Um bom contributo para uma resposta a essa pergunta essencial foi dado pelo canadiano Thomas Homer-Dixon ao baptizar a nossa época como sendo caracterizada por um «défice de engenho» (ingenuity gap). Ao contrário do optimismo típico da tecnofilia, Homer-Dixon aconselha-nos a olhar com prudência para os nossos desafios contemporâneos, cuja grandeza e complexidade aconselham a uma atitude prudencial. Trata-se de uma espécie de corrida contra o tempo, entre problemas globais (sobretudo de âmbito ambiental e de risco tecnológico) ameaçadoramente reais e as potenciais respectivas soluções, possíveis mas ainda longe de serem efectivas. É uma corrida que ainda está por decidir, mas que, de momento, parece inclinar-se mais para o lado dos tortuosos problemas actuais do que das soluções que o futuro poderá, eventualmente, albergar para os mesmosiv.

Como poderemos, então, designar uma crise sem solução à vista, uma crise que pode mergulhar para dentro de si mesma, num processo de implosão com características e consequências imprevisíveis? Sem dúvida que a estas perguntas só poderemos responder com um outro conceito, o de «colapso». Jared Diamond e outros autores têm procurado, justamente, chamar a atenção para a natureza especial da crise ecológica. Uma crise que se transforma em colapso não pode ser absorvida por nenhuma lógica «optimista». Os colapsos de civilizações, tão atentamente estudados por Diamond num registo geográfico global e numa amplitude histórica várias vezes milenar, terminam em ruínas, em silêncio. São a vitória do mal e do nada sobre todas as justificações e teodiceiasv.
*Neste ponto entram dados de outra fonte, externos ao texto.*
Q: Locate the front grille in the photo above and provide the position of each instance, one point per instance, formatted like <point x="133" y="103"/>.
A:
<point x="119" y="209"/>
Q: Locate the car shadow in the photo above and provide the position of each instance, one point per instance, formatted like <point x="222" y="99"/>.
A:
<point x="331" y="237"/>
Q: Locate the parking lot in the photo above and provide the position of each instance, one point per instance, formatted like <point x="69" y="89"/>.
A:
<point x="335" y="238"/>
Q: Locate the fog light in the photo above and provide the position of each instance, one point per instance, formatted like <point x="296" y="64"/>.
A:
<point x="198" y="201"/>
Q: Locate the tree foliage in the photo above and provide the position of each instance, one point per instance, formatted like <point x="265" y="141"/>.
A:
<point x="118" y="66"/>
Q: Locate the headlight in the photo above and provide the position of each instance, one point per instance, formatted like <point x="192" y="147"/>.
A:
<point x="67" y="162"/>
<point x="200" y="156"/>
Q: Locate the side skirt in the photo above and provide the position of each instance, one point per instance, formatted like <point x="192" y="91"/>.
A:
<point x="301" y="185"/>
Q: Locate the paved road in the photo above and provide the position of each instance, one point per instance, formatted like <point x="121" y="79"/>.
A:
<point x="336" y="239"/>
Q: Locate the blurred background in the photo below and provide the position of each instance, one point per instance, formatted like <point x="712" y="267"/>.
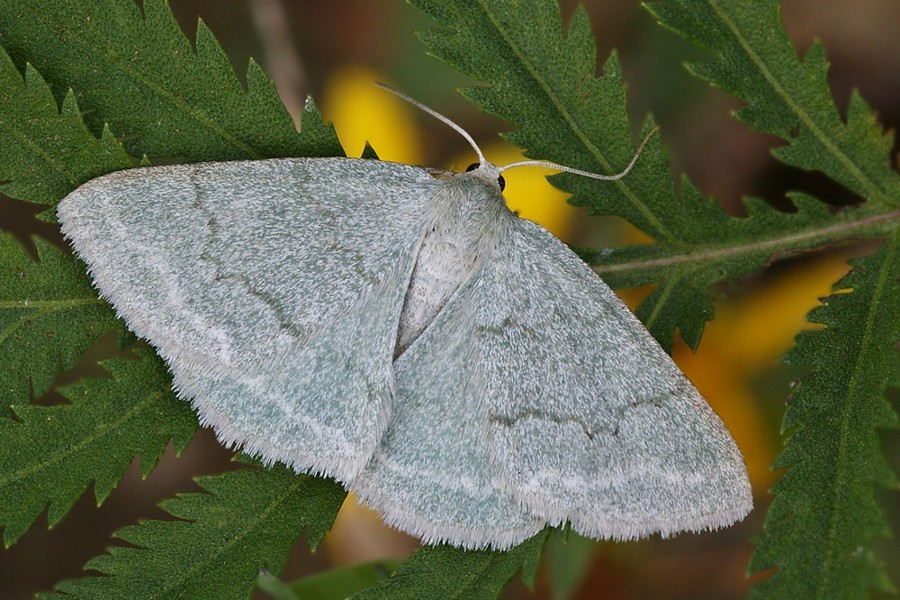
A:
<point x="334" y="51"/>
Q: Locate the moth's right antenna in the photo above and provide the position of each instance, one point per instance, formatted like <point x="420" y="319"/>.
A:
<point x="558" y="167"/>
<point x="437" y="116"/>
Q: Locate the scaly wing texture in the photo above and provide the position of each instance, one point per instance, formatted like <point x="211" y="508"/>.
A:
<point x="537" y="397"/>
<point x="272" y="289"/>
<point x="589" y="419"/>
<point x="431" y="476"/>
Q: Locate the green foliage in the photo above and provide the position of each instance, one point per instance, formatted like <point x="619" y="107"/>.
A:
<point x="245" y="523"/>
<point x="49" y="455"/>
<point x="821" y="525"/>
<point x="336" y="584"/>
<point x="164" y="97"/>
<point x="160" y="94"/>
<point x="49" y="315"/>
<point x="445" y="572"/>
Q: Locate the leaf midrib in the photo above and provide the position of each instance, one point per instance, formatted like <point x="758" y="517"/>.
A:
<point x="98" y="433"/>
<point x="836" y="232"/>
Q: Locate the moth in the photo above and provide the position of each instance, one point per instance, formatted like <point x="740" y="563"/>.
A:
<point x="459" y="368"/>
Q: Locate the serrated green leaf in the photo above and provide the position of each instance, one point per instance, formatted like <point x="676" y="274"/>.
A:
<point x="49" y="455"/>
<point x="139" y="73"/>
<point x="825" y="516"/>
<point x="568" y="559"/>
<point x="444" y="573"/>
<point x="47" y="152"/>
<point x="786" y="96"/>
<point x="245" y="523"/>
<point x="49" y="315"/>
<point x="544" y="82"/>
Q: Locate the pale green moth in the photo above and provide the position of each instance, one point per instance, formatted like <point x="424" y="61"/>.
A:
<point x="459" y="368"/>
No seu limite mais radical, e tendo em conta tudo o que a investigação empírica nos oferece sobre o lastimável estado do planeta, a crise ecológica e climática global corre o risco de iniciar um irreversível processo em, cascata, com múltiplos “pontos de viragem” (tipping points), podendo arrastar a própria civilização humana, pela primeira vez a uma escala igual à do próprio planeta, para um abismo ontológico. Uma crise que, na verdade, seria a antecâmara do colapso.vi A presente pandemia de COVID-19 tem todas as características que a habilitam a ser considerada como sintoma de um eventual tipping point no processo de extinção maciça da biodiversidade, em curso. Se a situação é tão grave, como foi possível que não nos tenhamos entendido o suficiente sobre isso, gerando os consensos científicos e políticos indispensáveis para passarmos à acção decisiva, às medidas que possam evitar a ruptura? Como foi possível que a sociedade tecnológica e cientificamente mais avançada que o planeta já conheceu corra o risco de chegar demasiado tarde àquela incerta encruzilhada que separa a estrada da crise, daquela outra que conduz ao colapso?

O nome correcto para esta nossa época vertiginosa não é uma questão para intelectuais, mas uma urgência prática. Só percebendo onde nos encontramos é que poderemos esperar que possam surgir políticas públicas calibradas para a grandeza das tarefas. Não podemos temer perante as sombras que nos chegam do futuro. O debate aberto em 2000 pelo conceito de “Antropoceno” (Paul Crutzen) tem conduzido a outras visões mais inquietantes, como as de “Necroceno” (Justin McBrien, 2016), ou de “Adaptação Profunda” (Bendell, 2018). Não sabemos se já passámos o Rubicão que separa a crise do colapso. Contudo, não será com reservas mentais, afastando-nos de pensar com radicalidade, que iremos inspirar e apoiar as acções corajosas que darão a resposta prática sobre o ser e o não-ser do nosso futuro colectivo.

Viriato Soromenho-Marques

Publicado no Jornal de Letras edição de 21 de Abril de 2021


i Sampaio Bruno, A Ideia de Deus [1902] Porto, Livraria Chardron de Lello & Irmão — Editores, 1987, p. 341.

ii Russell, Bertrand (1949), «Can a Scientific Society be Stable?», Bristish Medical Journal, p. 1307.

iii Soromenho-Marques, V (2005) . «O Desafio da Pós-Humanidade», Metamorfoses. Entre o Colapso e o Desenvolvimento Sustentável, Mem Martins, Publicações Europa-América, p. 183 ss.

iv Homer-Dixon, Thomas (2003), “Ingenuity Theory: Can Humankind Create a Sustainable Civilization?”. https://homerdixon.com/ingenuity-theory-can-humankind-create-a-sustainable-civilization/

v Diamond, J. (2004), Collapse: How Societies Choose to Fail or Succeed, Nova Iorque, Viking.